'There were many abuses': Barr sharpens attacks on FBI's Russia probe

Attorney General William Barr attends an event in July at the White House. On Tuesday, Dec. 10, 2019, Barr called the FBI's years-long investigation into a possible conspiracy between the Trump campaign and Russia "a travesty," and said "there were many abuses."


By MATT ZAPOTOSKY AND DEVLIN BARRETT | The Washington Post | Published: December 10, 2019

WASHINGTON — Attorney General William Barr on Tuesday sharpened his attacks on the FBI's investigation into possible coordination between Russia and the Trump campaign to influence the 2016 election, alleging in media interviews the bureau had flimsy reason to initiate the probe in the first place, pursued the matter even after the case had "collapsed," and might have acted in bad faith.

In an interview with NBC, and, later, at the Wall Street Journal's CEO Council, Barr disputed aspects of the Justice Department inspector general's assessment of the Russia case - especially those that were exonerating for the FBI - while emphasizing the malfeasance the watchdog had uncovered.

"It was a travesty, and there were many abuses," he said of the Russia case. "From day one, it generated exculpatory information and nothing that substantiated any kind of collusion."

Justice Department Inspector General Michael Horowitz had a day earlier found in a report that the FBI had adequate reason to initiate the Russia investigation, and that there was not evidence to support the allegation that leaders acted out of political bias in doing so. But Horowitz also found serious faults in how the FBI applied for court permission to monitor a former Trump campaign adviser as the investigation progressed.

"I think our nation was turned on its head for three years based on a completely bogus narrative that was largely fanned and hyped by a completely irresponsible press," Barr told NBC. "I think there were gross abuses. . .and inexplicable behavior that is intolerable in the FBI."

Barr's comments are his most strident attacks yet on those at the FBI involved in the Russia case, and hew closely to criticism that President Donald Trump and his conservative allies have leveled.

Barr said a prosecutor he had hand picked to conduct a review similar to that of Horowitz - U.S. Attorney John Durham - had a broader mandate, and his investigation would likely hit an "important watershed" in the late spring or early summer.
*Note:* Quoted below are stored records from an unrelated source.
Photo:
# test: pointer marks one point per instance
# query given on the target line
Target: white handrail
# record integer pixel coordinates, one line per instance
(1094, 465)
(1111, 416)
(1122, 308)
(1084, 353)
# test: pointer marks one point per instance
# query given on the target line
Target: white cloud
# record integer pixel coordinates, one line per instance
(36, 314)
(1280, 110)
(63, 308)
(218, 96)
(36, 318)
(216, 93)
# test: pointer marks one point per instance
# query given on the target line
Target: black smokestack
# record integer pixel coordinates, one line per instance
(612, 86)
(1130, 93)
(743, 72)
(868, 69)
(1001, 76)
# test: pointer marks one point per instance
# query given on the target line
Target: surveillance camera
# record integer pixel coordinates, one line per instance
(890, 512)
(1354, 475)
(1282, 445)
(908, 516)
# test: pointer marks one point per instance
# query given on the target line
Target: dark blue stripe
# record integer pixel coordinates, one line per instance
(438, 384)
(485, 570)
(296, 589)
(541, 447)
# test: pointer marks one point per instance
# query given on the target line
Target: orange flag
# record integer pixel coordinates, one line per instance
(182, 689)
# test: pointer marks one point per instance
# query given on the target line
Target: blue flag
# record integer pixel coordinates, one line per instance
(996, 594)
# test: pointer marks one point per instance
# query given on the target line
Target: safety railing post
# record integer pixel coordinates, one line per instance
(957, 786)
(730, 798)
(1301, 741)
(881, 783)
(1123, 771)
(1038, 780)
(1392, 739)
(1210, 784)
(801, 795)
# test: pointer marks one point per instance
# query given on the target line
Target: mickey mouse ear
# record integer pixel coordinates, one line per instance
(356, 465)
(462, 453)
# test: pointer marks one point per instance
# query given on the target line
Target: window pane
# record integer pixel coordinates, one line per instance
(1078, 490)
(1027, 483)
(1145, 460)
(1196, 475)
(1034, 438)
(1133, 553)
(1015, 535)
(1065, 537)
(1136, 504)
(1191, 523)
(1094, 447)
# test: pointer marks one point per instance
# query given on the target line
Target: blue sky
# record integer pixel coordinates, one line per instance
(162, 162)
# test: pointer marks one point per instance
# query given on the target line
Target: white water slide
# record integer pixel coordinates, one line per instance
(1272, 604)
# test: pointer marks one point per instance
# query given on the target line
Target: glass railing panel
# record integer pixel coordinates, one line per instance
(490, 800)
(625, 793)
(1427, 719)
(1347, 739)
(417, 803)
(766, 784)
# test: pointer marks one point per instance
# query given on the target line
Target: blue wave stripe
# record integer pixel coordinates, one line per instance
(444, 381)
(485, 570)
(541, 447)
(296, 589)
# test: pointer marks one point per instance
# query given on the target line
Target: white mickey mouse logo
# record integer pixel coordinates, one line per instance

The interview came shortly after Trump similarly attacked FBI Director Christopher Wray, who had noted in a TV interview that Horowitz found the bureau had adequate cause to initiate the investigation and that there was not evidence the decision was spurred by bias.

"I don't know what report current Director of the FBI Christopher Wray was reading, but it sure wasn't the one given to me," Trump tweeted. "With that kind of attitude, he will never be able to fix the FBI, which is badly broken despite having some of the greatest men & women working there!"

Barr said he understood and agreed with what Trump was "getting at" in his tweet, namely, "We can't ignore the abuses of the past and appear to be justifying or minimizing them."

But he noted Wray "has been working hard to address the problems of the past," and, asked by NBC's Pete Williams if he had confidence in the FBI Director, responded simply, "Yes."